26 years after tragedy.
April 19 marks 26 years since the bombing of the Alfred P. Murrah Federal Building. If you were in Oklahoma in 1995, you remember exactly where you were when you heard the news. It was an act of senseless violence our nation had never seen before – an act that not only shook us to our core, but one that elicited an incredible reaction from first responders and an outpouring of support from around the world.
We’re exploring one of Oklahoma City’s most formative events and the beauty that arose from its healing. Come along and join us in finding Common Ground on the Sacred Ground of the Oklahoma City National Memorial & Museum.
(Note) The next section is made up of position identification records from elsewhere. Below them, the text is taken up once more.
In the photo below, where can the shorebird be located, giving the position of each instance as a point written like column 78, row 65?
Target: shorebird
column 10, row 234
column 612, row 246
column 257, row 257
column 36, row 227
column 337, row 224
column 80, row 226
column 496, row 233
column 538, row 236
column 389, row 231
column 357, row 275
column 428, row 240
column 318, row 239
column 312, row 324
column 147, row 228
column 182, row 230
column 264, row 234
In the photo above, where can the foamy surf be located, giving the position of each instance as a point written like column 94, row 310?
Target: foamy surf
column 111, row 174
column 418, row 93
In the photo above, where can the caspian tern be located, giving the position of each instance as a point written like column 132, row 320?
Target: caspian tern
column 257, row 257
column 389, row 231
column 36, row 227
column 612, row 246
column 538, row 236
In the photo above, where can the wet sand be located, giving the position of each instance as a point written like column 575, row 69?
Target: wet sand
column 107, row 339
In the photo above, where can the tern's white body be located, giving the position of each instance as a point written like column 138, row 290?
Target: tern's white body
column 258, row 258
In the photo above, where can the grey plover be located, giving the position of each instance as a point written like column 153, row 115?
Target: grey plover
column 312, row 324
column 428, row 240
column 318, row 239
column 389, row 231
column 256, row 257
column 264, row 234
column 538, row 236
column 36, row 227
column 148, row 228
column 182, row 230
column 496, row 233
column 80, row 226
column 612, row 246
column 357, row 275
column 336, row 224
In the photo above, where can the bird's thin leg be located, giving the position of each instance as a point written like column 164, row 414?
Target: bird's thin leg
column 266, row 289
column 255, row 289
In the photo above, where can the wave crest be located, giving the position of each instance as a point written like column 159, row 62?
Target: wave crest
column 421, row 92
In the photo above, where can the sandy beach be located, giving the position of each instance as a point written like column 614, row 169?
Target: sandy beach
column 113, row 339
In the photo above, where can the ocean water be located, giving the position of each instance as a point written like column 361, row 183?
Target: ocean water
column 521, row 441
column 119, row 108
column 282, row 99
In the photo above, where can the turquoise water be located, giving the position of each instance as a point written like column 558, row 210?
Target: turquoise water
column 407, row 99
An impact of historic proportions
The events of April 19, 1995, directly or indirectly impacted all of us: as a city, as a state and as a nation. Prior to the September 11 attacks in New York City, the Oklahoma City bombing was the deadliest terrorist attack in the history of the country. To this day, it remains one of the deadliest acts of domestic terrorism in history. An event of this magnitude sparked an overwhelming response of unity and compassion from the entire nation. In 1995, Oklahoma City Mayor Ron Norick appointed a 350-member task force to find a way to remember this tragic event. By 1999, the Task Force had birthed the vision of a memorial to remember those who were killed, those who survived and those changed forever – now the mission statement of the Memorial and Museum.
Inside the State-of-the-Art Museum
Inside the Memorial Museum is an interactive learning experience that details the stories and events of April 19, as well as the world’s response in its aftermath. Through interactives, galleries and theaters, you’ll be bolstered by the resolve, strength and resilience shown by the city, state and nation. Download the free Stronger Together app for your Museum tour and you’ll get to meet six storytellers who share personal experiences of those they represent: survivor, first responder and more. Your tour ends at the Murrah Plaza Overlook, which offers a sobering view of the Memorial and Museum grounds with the Oklahoma City skyline in the background.
Hear stories from those who lived it
On select days, before the Memorial Museum opens to the general public, ticketholders have the chance to experience first-hand stories from those most affected by the OKC bombing. These private EYEwitness Tours allow those individuals to share personal accounts from that day forward. Don’t miss the next scheduled EYEwitness Tour with Richard Williams, Survivor, on April 16. Tickets are available now.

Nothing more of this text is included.